An award-winning translator presents selections from the haunting final volumes of a leading voice in contemporary Hungarian poetry
Szilárd Borbély, one of the most celebrated writers to emerge from post-Communist Hungary, received numerous literary awards in his native country. In this volume, acclaimed translator Ottilie Mulzet reveals the full range and force of Borbély's verse by bringing together generous selections from his last two books, Final Matters and To the Body. The original Hungarian text is set on pages facing the English translations, and the book also features an afterword by Mulzet that places the poems in literary, historical, and biographical context.
Restless, curious, learned, and alert, Borbély weaves into his work an unlikely mix of Hungarian folk songs, Christian and Jewish hymns, classical myths, police reports, and unsettling accounts of abortions. In her afterword, Mulzet calls this collection "a blasphemous and fragmentary prayer book ? that challenges us to rethink the boundaries of victimhood, culpability, and our own religious and cultural definitions."

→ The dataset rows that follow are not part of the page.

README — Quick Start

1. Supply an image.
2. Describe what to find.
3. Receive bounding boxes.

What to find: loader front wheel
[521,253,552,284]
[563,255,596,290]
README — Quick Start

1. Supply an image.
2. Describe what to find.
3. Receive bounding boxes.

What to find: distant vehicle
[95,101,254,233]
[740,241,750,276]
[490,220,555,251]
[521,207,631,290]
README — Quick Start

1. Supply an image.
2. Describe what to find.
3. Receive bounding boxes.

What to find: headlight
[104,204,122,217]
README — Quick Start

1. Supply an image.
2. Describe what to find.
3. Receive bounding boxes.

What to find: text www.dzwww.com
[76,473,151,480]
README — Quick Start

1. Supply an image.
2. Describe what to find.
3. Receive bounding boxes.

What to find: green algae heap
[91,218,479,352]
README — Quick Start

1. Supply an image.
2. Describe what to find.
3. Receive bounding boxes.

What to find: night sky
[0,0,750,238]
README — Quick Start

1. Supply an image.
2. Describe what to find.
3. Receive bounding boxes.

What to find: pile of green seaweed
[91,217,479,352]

"Extraordinary, masterful, and tragic. . . . Ottilie Mulzet is one of the very finest [Hunagrian translators]. . . . [
Final Matters] as a whole partakes of the darkest and truest apprehensions of humanity. That is its remarkable power, a power that runs through the translations, the work of translation devoting itself to something of great importance and value. Nothing in either contemporary Hungarian or contemporary English compares with it."